Yep, my rear 2 seats need to be done... and the glove box latch repaired... and the passenger "A" pillar padding repaired... and one door handle needs re-paint... already had the steering wheel replaced because of the center spoke bubbling problem and my water leak went away when they replaced the passenger door seal... but they busted the hard plastic sill insert and passenger seat track cover in the process..... 

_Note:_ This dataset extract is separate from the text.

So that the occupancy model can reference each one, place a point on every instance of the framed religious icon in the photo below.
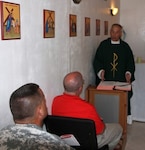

My experience has been, bring the car in for one repair and they smurf-up something else... just the same, glad its all been minor stuff.


----------



## byoficr (Nov 3, 2008)

thanks yall like i said im stiill watin been a week and a half now supposed to bee here monday so far the back seat was replaced and the headliner why? i have no idea except maybe somebody burnt a hole in it with a cig other than that dont know why they would replace the car only has 18000 on a 04


----------



## Northeast Rod Run (Oct 29, 2008)

someone is B.S'ing you hard. sounds like there is a lot more to this than frist stated. hate to sound negative, but I would be cancelling the purchase of the car. if they are screwing with you this much now, how much more are they not going to be forward with you

I have special ordered brand new cars from the factory and cancelled my order the car is still on the truck at the dealer lot. I stand for *no bull* when I'm buying a car. NO CAR IS WORTH IT!!! my thought is that I'm giving you my hard earned money, so I don't need to let you screw with me

I've also come close to ending a sale because a dealership sticker was put on my car, after I had them write "DO NOT PUT DEALERSHIP STICKER ON THIS CAR", on every piece of paper when I ordered the car. the dealership owner said "it was only a small thing" and I told him "that's the point, if you can't even take care of the small things for a customer, how can I expect you to take care of a bigger issue. it's the small things that make the difference". he knocked $500.00 of the price of the car, and all was good again

also, have they showed you the "recall notice" yet?


----------



## byoficr (Nov 3, 2008)

hey guys sorry for the delay i got the car last week and been on vacation since and havent had time to post they did replace the headliner do to cig burns and they back head rest were split open do to sun and are being replaced with brand new ones they gave me four new tires and brakes the other car on the lot the six speed with nitrous same color in silver had an aftermarket hood and for my trouble and wait they swapped the hoods out for me so one less purchase down the road will get pics asap thanks again


----------